Rectal cancer surgery

The treatment of rectal cancer, one of the most important surgical challenges, has undergone major changes. Initially, the possibility of cure involved amputation of the sphincters, which implied a definitive artificial anus (colostomy). Fortunately, in the 80’s of the last century, more than half of the patients could be treated preserving defecation through the anus.

Subsequently, the improvement of the surgical technique with the complete removal of the rectal sheath (mesorectum) and the multidisciplinary treatment of the oncologist or radiotherapist among other specialists, has achieved that more than 85% of patients maintain their anal sphincters and, furthermore, that survival reaches 80%.
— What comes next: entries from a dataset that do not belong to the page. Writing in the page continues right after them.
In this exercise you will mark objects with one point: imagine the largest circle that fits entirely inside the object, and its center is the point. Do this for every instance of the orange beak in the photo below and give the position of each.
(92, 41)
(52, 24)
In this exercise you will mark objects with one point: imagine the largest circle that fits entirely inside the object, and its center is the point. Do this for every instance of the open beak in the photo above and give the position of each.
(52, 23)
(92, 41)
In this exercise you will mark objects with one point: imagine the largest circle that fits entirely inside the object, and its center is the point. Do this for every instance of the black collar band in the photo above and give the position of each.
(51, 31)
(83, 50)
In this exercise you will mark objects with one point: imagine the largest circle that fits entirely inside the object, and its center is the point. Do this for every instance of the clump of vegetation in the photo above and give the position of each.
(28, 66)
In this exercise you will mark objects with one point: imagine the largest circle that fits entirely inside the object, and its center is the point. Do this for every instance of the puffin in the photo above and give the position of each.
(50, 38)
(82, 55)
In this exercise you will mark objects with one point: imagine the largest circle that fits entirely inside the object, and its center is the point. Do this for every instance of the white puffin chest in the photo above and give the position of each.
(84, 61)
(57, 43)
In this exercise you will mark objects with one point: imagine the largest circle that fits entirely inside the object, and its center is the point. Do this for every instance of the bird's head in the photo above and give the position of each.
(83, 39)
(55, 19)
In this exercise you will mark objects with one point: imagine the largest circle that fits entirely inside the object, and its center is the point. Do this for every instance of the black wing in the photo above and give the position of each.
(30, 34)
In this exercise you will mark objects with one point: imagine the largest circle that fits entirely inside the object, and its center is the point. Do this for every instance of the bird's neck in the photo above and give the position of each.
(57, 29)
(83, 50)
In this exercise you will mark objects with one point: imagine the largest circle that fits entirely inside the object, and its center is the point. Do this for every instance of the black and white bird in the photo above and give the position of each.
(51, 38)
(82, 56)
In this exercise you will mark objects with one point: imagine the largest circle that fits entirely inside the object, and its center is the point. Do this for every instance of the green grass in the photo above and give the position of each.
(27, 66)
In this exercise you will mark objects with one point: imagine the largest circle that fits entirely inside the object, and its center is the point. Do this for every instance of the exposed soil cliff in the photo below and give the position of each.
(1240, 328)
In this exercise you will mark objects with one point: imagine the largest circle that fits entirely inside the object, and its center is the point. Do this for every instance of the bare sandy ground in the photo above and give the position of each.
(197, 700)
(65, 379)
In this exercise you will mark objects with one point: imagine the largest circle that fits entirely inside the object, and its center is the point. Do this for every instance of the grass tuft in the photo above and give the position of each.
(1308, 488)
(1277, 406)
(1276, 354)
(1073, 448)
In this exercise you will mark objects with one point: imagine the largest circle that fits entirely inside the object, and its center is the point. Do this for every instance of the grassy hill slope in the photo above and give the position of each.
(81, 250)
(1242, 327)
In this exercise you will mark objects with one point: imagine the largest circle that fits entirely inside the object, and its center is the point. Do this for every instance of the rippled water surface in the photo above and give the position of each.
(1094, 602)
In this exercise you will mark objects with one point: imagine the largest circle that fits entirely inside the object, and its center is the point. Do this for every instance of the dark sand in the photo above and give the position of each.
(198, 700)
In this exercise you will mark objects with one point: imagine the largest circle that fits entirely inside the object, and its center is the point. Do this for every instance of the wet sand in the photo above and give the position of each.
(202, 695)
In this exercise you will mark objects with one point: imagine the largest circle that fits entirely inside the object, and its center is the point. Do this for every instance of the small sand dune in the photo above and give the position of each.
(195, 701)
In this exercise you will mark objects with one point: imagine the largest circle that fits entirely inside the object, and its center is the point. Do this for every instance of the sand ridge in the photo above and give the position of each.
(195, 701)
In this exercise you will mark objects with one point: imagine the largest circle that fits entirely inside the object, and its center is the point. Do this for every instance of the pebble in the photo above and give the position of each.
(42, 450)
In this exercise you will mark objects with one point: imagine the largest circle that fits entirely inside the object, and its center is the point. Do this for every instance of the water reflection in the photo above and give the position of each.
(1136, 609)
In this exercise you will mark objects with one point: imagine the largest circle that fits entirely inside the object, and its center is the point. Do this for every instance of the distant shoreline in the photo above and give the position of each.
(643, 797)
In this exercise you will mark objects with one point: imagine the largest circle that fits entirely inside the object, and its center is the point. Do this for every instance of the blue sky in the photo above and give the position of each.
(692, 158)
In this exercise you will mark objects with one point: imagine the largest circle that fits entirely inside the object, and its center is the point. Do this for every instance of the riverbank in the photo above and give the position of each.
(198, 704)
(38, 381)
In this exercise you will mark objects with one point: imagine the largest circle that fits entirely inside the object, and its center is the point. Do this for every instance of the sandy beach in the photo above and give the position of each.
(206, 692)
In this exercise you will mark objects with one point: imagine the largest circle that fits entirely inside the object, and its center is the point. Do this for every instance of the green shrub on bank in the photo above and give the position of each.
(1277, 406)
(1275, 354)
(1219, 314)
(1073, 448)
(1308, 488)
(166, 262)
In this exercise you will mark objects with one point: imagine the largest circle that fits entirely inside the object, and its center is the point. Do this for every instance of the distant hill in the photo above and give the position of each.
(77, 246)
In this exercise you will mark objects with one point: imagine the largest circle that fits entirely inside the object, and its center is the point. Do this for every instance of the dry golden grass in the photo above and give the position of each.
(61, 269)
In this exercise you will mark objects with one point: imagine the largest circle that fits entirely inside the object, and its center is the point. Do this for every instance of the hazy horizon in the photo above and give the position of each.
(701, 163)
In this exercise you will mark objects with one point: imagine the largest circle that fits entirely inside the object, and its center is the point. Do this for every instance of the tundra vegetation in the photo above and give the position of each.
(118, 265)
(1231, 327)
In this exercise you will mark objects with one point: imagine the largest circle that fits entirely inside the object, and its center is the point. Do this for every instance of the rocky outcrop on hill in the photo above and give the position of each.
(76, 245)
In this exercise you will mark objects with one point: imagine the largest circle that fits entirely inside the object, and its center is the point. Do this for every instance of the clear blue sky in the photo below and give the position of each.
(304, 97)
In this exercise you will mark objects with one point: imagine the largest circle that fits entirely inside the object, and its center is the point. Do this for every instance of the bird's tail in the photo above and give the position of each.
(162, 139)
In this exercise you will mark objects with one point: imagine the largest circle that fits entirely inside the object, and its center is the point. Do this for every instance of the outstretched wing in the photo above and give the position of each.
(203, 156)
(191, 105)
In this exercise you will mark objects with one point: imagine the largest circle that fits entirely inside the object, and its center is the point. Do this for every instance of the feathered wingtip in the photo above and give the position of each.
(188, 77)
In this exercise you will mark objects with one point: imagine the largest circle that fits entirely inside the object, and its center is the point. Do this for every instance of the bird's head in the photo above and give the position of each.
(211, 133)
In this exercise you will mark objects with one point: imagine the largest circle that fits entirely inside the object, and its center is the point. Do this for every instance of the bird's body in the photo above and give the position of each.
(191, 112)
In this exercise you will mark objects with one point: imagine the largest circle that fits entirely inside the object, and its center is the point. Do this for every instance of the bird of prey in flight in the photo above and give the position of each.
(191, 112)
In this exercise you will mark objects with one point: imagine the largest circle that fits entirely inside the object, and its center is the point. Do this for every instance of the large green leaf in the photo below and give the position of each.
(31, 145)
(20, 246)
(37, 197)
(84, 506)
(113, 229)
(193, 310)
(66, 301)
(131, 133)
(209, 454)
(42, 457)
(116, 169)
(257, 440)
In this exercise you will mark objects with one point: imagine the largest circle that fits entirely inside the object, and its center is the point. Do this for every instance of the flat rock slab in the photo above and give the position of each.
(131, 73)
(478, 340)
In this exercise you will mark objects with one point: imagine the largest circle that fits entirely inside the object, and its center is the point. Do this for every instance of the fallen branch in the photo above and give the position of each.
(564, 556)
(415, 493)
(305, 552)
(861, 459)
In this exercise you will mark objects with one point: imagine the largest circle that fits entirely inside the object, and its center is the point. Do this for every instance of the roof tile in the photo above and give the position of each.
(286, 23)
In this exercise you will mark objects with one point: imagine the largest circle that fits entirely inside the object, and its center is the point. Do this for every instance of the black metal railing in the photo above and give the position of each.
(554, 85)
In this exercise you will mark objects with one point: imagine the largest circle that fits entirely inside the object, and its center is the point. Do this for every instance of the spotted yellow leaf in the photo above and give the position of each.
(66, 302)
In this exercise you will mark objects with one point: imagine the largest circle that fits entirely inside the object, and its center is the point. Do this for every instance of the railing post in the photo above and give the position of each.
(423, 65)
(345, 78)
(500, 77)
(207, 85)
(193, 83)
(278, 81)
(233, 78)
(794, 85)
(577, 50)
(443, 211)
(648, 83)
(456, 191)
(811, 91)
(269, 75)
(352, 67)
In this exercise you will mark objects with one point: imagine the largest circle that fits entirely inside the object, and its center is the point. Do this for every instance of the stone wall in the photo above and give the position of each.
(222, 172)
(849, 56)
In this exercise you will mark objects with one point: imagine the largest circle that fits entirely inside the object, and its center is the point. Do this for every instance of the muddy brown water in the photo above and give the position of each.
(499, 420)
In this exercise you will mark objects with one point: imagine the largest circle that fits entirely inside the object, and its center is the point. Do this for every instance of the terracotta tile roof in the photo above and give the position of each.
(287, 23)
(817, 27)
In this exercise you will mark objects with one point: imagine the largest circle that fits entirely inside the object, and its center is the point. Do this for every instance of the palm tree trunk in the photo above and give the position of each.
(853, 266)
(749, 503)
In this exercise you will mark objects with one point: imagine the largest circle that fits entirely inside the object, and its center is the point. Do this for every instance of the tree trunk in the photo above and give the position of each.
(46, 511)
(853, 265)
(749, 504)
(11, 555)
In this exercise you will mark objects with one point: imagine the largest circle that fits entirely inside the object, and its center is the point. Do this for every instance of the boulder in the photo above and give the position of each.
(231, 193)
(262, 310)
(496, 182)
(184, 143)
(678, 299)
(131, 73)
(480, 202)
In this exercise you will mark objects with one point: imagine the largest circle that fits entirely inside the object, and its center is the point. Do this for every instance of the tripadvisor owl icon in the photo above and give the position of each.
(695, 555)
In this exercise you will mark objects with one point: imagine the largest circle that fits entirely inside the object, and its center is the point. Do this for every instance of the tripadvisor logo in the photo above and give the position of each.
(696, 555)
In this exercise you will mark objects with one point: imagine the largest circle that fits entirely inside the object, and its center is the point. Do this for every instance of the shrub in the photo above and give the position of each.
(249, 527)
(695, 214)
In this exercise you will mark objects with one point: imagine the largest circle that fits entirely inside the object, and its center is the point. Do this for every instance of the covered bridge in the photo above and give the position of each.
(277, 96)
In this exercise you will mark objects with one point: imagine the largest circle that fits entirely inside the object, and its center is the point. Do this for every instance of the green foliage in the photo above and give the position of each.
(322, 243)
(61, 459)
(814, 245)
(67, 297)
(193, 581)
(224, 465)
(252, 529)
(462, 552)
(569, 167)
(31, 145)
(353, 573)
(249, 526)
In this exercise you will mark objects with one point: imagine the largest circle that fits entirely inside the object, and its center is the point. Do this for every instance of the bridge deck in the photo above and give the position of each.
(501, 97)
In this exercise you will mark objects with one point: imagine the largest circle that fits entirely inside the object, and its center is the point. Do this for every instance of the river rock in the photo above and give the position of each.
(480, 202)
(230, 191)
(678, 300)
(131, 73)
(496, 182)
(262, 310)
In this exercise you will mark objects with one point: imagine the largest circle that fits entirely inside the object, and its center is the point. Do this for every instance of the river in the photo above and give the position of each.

But it has been in this millennium that laparoscopic surgery together with better postoperative care has achieved a faster recovery with fewer complications. In addition, certain lesions can be removed through the anus with precision by endoscopic microsurgery and the combination of laparoscopy with these techniques also called TEM, TEO or TAMIS. These techniques are making it possible to achieve “transanal excision of the mesorectum”, thus achieving higher surgical quality with less aggression, without requiring the abdomen to be opened.

And this is not all, the improvement of neoadjuvant treatments (chemo-radiotherapy) prior to surgery and the fact of increasing the waiting time until the intervention after their use so that they act more effectively, is causing the tumor to have disappeared or to have been very notably reduced when we operate on the patient, which translates into a much better result.

In the near future, it is possible that by personalizing the treatment, surgery could even be avoided in some cases, with all that this entails. The reality is that the results have improved notably both in the cure of this terrible disease and in the quality of life of our patients.